How bitterly we need missionaries like The Little Review and the people who feel the same spirit! But our case is far from hopeless. The good fighters among us are glad there is a lot still to do. Such visions give strength to our hewing arms as we cry room for our new images.
The men who are cursed with the gift of the literal mind are the unfortunate ones who are always busy with their nets and neglect the fishing.—Rabindranath Tagore in Sadhana.
Union vs. Union Privileges
Henry Blackman Sell
“We have granted the miners every union demand,” benevolently asserts the remarkable J. D. R., Jr., “but we will not recognize their organization”—and here is the hitch. The average lay observer of the fearful struggle raging in Colorado tosses aside his paper after reading this, and possibly comments that he can’t see what the miners want, if all the union privileges have been granted.
That was my first thought, but I felt that there must be something behind the trouble; so I hunted out my old friend Tony Exposito, a walking delegate for Chicago’s pick-and-shovel men, and asked him to explain.
Now Tony never took a degree, and his English is reminiscent of sunny Italy, but he knows just what the trouble is in Colorado.

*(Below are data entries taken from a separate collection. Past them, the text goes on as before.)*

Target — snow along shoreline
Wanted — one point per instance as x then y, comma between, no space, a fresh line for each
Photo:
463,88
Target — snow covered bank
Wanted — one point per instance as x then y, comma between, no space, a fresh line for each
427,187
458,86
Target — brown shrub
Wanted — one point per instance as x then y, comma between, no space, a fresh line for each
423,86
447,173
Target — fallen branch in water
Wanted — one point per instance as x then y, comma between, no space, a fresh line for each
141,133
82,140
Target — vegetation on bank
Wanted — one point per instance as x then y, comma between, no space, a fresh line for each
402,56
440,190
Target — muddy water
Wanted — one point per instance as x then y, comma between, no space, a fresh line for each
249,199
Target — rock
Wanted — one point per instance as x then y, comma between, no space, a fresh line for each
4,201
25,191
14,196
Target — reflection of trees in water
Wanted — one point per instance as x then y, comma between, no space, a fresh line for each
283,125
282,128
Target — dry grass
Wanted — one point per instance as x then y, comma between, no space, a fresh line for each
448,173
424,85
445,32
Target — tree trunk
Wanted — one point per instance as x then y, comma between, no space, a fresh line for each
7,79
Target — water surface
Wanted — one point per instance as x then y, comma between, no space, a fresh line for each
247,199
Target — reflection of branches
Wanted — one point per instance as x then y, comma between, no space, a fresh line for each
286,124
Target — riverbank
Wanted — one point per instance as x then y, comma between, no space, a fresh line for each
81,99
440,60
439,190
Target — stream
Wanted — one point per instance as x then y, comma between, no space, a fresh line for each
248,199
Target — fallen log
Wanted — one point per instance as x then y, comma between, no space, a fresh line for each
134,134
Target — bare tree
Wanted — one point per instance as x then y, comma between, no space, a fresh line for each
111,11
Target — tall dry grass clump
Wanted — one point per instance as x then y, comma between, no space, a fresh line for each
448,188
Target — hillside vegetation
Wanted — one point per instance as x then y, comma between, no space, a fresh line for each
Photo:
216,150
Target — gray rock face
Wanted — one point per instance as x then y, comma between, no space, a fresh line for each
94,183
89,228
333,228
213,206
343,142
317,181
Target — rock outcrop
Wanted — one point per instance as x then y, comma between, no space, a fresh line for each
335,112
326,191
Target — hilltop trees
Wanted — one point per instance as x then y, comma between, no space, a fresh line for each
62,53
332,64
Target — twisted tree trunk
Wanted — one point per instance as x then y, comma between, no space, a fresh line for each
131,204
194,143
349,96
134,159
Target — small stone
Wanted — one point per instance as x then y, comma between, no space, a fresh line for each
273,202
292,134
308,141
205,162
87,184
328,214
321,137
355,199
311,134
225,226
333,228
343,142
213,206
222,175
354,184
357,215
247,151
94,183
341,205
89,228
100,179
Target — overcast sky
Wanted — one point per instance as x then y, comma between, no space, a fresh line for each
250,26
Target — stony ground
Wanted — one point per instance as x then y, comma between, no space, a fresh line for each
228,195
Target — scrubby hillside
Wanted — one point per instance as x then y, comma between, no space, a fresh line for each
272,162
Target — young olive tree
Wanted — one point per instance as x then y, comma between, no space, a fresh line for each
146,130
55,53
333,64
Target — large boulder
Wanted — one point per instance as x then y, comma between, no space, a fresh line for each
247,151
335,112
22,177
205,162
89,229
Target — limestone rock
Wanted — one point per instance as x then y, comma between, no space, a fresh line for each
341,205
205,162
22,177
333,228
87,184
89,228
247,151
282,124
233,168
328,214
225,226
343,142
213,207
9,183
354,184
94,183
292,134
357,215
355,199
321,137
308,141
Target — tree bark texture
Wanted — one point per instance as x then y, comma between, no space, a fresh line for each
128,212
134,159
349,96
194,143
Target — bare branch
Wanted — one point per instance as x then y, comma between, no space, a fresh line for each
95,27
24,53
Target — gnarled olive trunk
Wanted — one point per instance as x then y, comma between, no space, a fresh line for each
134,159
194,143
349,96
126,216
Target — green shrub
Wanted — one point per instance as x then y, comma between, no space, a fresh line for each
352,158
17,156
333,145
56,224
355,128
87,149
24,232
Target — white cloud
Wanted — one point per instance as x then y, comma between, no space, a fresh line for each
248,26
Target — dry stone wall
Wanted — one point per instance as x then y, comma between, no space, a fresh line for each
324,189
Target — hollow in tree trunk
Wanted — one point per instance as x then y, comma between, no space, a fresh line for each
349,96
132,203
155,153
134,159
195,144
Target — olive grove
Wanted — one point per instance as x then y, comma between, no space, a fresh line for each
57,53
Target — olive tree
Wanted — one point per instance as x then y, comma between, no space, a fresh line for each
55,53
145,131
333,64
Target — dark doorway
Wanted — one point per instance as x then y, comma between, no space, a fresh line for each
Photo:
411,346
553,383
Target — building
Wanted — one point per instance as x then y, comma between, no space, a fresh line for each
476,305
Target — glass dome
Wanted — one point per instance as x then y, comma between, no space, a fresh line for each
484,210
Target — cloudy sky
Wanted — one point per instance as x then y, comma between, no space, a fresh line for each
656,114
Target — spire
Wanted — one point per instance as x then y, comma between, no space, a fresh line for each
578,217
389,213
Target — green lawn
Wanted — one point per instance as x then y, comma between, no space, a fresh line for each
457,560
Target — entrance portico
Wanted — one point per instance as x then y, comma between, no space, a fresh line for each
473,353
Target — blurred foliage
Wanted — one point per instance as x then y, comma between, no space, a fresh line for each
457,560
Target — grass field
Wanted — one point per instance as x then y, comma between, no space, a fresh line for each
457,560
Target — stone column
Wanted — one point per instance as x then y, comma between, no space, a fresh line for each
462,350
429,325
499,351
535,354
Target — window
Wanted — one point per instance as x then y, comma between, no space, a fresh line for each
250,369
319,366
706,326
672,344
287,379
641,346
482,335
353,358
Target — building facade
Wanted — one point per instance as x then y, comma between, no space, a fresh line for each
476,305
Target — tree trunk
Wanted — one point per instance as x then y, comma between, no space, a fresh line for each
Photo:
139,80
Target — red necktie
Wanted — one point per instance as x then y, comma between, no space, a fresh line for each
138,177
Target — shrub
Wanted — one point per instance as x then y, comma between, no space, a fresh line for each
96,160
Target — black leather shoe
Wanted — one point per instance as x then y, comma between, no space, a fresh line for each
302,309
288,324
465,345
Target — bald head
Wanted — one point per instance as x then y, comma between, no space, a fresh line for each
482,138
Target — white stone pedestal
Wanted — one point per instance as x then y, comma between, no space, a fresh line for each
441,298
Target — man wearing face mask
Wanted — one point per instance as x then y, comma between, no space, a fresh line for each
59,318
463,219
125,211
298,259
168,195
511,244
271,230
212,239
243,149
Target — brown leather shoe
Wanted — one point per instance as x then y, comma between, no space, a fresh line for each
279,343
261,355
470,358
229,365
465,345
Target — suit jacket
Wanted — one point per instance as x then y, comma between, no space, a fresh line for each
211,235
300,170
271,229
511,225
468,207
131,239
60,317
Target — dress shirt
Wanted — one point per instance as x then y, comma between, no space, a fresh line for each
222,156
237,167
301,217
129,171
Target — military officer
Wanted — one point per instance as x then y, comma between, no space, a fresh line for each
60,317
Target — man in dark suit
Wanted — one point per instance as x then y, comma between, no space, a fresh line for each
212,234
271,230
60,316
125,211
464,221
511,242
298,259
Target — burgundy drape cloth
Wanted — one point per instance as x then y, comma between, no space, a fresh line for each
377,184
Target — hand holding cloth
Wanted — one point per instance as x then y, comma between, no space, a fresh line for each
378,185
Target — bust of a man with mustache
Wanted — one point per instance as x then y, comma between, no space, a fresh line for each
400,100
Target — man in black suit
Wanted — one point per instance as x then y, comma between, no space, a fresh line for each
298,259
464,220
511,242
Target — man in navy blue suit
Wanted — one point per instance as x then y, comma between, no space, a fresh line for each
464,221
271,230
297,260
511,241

“Eh? You wanta know what ees matta downa there? Eh? Meester Rokefella say he geeve union preeveleg to all da men? Eh? Meester Rokefella say begess shara men no wanta strike? Eh? He geeve many thengs to da men? Sure! Sure! He geeve many thengs! He geeve many preeveleg! Sure! He geeve! Das justa trubble! Das why da men go strike! No wanta thengs be geeva to them. Santa Maria! when a man breaka hees back en wear da skeen off hees hans wet da pick en da shovel, hasn’ he gotta right to da money he gets? Eh? Now, w’at you theenka dat? Eh?”
“Well, Tony,” I answered, “I never thought of it that way. It does seem as though a man might have what he earns without its being handed to him as if it were a charity.”
“Sure! Sure!” cut in the impetuous Tony. “Sure! das da theng—charety! Meester Rokefella, he say, ‘Coma here, leetle slave, nica leetle slave, coma here;’ en he patta on da head en say, ‘You donna have to work so meny hours; I geeve you tena cents more pay!’ Eh? en then what? Eh? He calla all the newsapaper up en tella dem, ‘I maka mucha mon; I geeve some to my workaman.’ Then all the peeple say, ‘Whata fuss about?’ Eh? I tella you: Workaman want to sell hees labor justa lika Meester Rokefella buy hees beega machenes. Notheng extra to nobody. Eh?”
“But, Tony,” I interrupted, “they say that only a few of the men want the union recognized. What about that?”
“Sure! Das true! Sure! Das jus da fac. When deesa beeg, granda countree fighta Eengeland, deed all the men wanta fight? Eh? Tell me! Eh? No, et was justa few et ferst, dena more, dena more, teel everyone wanta to be free. Sure! Das da way. Poor nuts, dea don’a know whata rights dea shoulda have, en dea musta be ah—educate to steek togeater.”
And I wondered how many of my highly educated friends realized so well as Tony Exposito how frightfully devitalizing gratuities are, and what it means to be able to take a week’s pay with the feeling not of accepting a charity, but of receiving an honest wage for honest work; what it means to teach mentally stunned and browbeaten laborers that they have certain definite rights of life and happiness, and that they must earn them; that when they have earned those rights, it is no favor given or received.